Signalons que cette société idéale ne
pourra se réaliser que si l’énergie destructrice,
profondément ancrée dans la
nature humaine se transforme en énergie
reconstructive, à l’instar des réactions
nucléaires dans le soleil qui réchauffe la
terre. Nous comprenons bien qu’une telle
transformation ne peut se faire sans une
éducation adéquate ni sans acceptation
d’un principe universel qui transcende
tous les liens qui fondent la réalité. La préservation
de la liberté de conscience a un
prix et suppose a priori que la règle du jeu
soit connue et respectée de tous, même
si le jeu n’existe plus ou, pire, s’il est en
moi tapi à l’ombre de mon ignorance.
Donner du sens à sa vie
À côté de l'Etoile flamboyante symbolisant
l'Esprit, il y a le miroir qui rappelle l'impérieuse
impossibilité d'agir en haut tant que
l'ego n'a pas été sacrifié.

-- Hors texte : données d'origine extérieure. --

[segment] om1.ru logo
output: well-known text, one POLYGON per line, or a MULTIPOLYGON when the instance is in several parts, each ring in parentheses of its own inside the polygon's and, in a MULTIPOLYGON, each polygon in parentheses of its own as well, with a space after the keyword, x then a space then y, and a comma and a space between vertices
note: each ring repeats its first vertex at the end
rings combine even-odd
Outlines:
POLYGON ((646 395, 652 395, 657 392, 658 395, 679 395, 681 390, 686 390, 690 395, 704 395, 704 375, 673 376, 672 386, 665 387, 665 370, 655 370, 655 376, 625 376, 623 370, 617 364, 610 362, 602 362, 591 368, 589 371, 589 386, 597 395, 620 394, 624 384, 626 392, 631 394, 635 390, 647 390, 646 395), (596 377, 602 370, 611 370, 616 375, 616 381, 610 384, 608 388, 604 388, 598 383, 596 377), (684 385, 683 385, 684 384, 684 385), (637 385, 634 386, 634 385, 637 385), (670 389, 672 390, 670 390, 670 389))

Mais comment
sacrifier l’ego s’il n’existe pas une cohérence
psychique structurant la réalité
duale par la raison ? En maçonnerie, cette
lucidité est nourrie du devoir qui, jaillissant
de la loi morale et de l’éthique des droits
de l’homme, définira pour chacun de nous
le chantier dans lequel nous serons les vrais
constructeurs d’une société nouvelle malgré
les affres de la crise.
Le miroir reflète ce qui unit, mais aussi
ce qui discrimine. Comprendre cette
subtilité revient encore une fois à choisir
entre cela enflammant les coeurs et cela
les assèchant. En effet, rompre le lien
avec la Lumière c'est développer l'orgueil
de la condition humaine, c'est vouloir
magnifier la raison raisonnante et le
veau d'or, c'est à nouveau entretenir le
cycle infernal de la banalité.
Mais lorsque le miroir rassemble ce qui
est épars il révèle une lumière inspiratrice
d’une réalité métaphysique qui enjoint le
franc-maçon, dans le théâtre de la vie
humaine, à ne voir qu'un seul spectateur
dans la salle : sa conscience. Une fois
reconnue et respectée, elle guidera ses
pas et donnera du sens à sa vie quelle que
soit la nature des crises de la société.